Saltcedar control and eradication efforts continued this fall/winter as it does every winter at Bitter Lake NWR.  Dormant-season cut-stump treatments with a 60% solution of triclopyr (Garlon 3A or Renovate) have been over 90% effective in killing treated saltcedar.  Dormant-season treatments are generally necessary at Bitter Lake to avoid risk to such non-target species as the federally threatened Pecos sunflower (an annual) that grows abundantly in saline wetlands.  Cooler temperatures and avoidance of rattlesnakes also makes fall/winter treatments more desirable.

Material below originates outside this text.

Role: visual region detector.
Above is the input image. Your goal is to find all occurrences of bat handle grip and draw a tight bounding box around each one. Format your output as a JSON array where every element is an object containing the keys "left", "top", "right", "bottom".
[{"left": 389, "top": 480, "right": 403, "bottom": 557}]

This fall, a four-person SCA crew spent about 1.5 weeks cutting and treating saltcedar in wetland Unit 15.  Refuge staff, with the help of a BLM fire crew, spent a few days earlier getting the project started and a final follow-up was completed by refuge staff, working from an ATV, on a few plants missed by the SCA crew.  Renovate was used because of its aquatic label and the presence of federally endangered invertebrates in some of the springs in the wetland unit.  Later this winter, a prescribed fire will clean up the downed saltcedar and litter that stifles Pecos sunflower germination.  Litter will also be removed from a patch of Russian knapweed so that herbicides can be more effectively applied in the spring.  The wetland, highly visible from the refuge tour route, is pleasantly returning to its natural, open character.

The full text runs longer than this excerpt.